6 Collocation
Major Concepts
- Collocation and Co-occurrence
- Frequency and relative frequency
- Probabilistic properties of language
6.1 Quantities in corpora
In some sense Corpus Linguistics is really simple since it is largely focused on one basic indicator: frequency of occurrence. All annotations, such as lemma, pos, text type, etc. are ultimately measured in counts. There are hardly any other types of indicators, such as temperature, color, velocity, or volume. Even word and sentence lengths, are fundamentally also counts (of characters/phonemes, or tokens/words).
This simplicity, however, comes at a cost. Namely the interpretation is rarely straightforward. We’ve talked about how ratios become important if you are working with differently sized samples. I use sample here very broadly. You can think of different corpora as different samples, but even within the same corpus, it depends on what you look at. Let’s assume we were investigating the use of the amplifier adverb utterly. As a first exploration, we might be interested whether there are some obvious differences between British and American usage. For the British corpus, let’s take the BNC (The BNC Consortium 2007), and for the American corpus the COCA (Davies 2008).
> cqp
BNC; utterly = "utterly" %c
COCA-S; utterly = "utterly" %c
size BNC:utterly; size COCA-S:utterly
...
1204
4300
The American sample returns more matches. Does that mean it is more common? No! The American sample is also about 5 times larger. We need to account for the different sizes by normalizing the counts. The simplest way to achieve that is by calculating a simple ratio, or relative frequency.

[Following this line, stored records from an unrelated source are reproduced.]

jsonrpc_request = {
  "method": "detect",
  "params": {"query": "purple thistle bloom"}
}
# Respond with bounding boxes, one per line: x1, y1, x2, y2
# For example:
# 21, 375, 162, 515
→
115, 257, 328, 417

- \(\frac{1248}{112156361} = 0.0000111\)
- \(\frac{4401}{542341719} = 0.0000081\)
Now we can see that utterly actually scores higher in the British sample. We can make those small numbers a bit prettier by turning them into occurrences per hundred a.k.a percentages, which gives us 0.00107% and 0.00079%. That’s still not intuitive so let’s move the decimal point all the way into intuitive territory by taking it per million. utterly occurs 11.1 times per million words in the British sample and 8.1 times in the American sample.
Now how about the nouns utterly co-occurs with. To keep it simple, let’s focus on the British data.
BNC
count utterly by word on match[1]
...
34 and [#91-#124]
28 . [#20-#47]
27 different [#408-#434]
20 , [#0-#19]
13 at [#142-#154]
13 ridiculous [#929-#941]
11 impossible [#645-#655]
11 without [#1207-#1217]
10 miserable [#772-#781]
10 opposed [#820-#829]
The two most frequently co-occurring adjectives are different and ridiculous. However, different is more than twice as frequent. Does that mean it is more strongly associated? No! The adjective different is itself also much more frequent than ridiculous (~47500 vs 1777).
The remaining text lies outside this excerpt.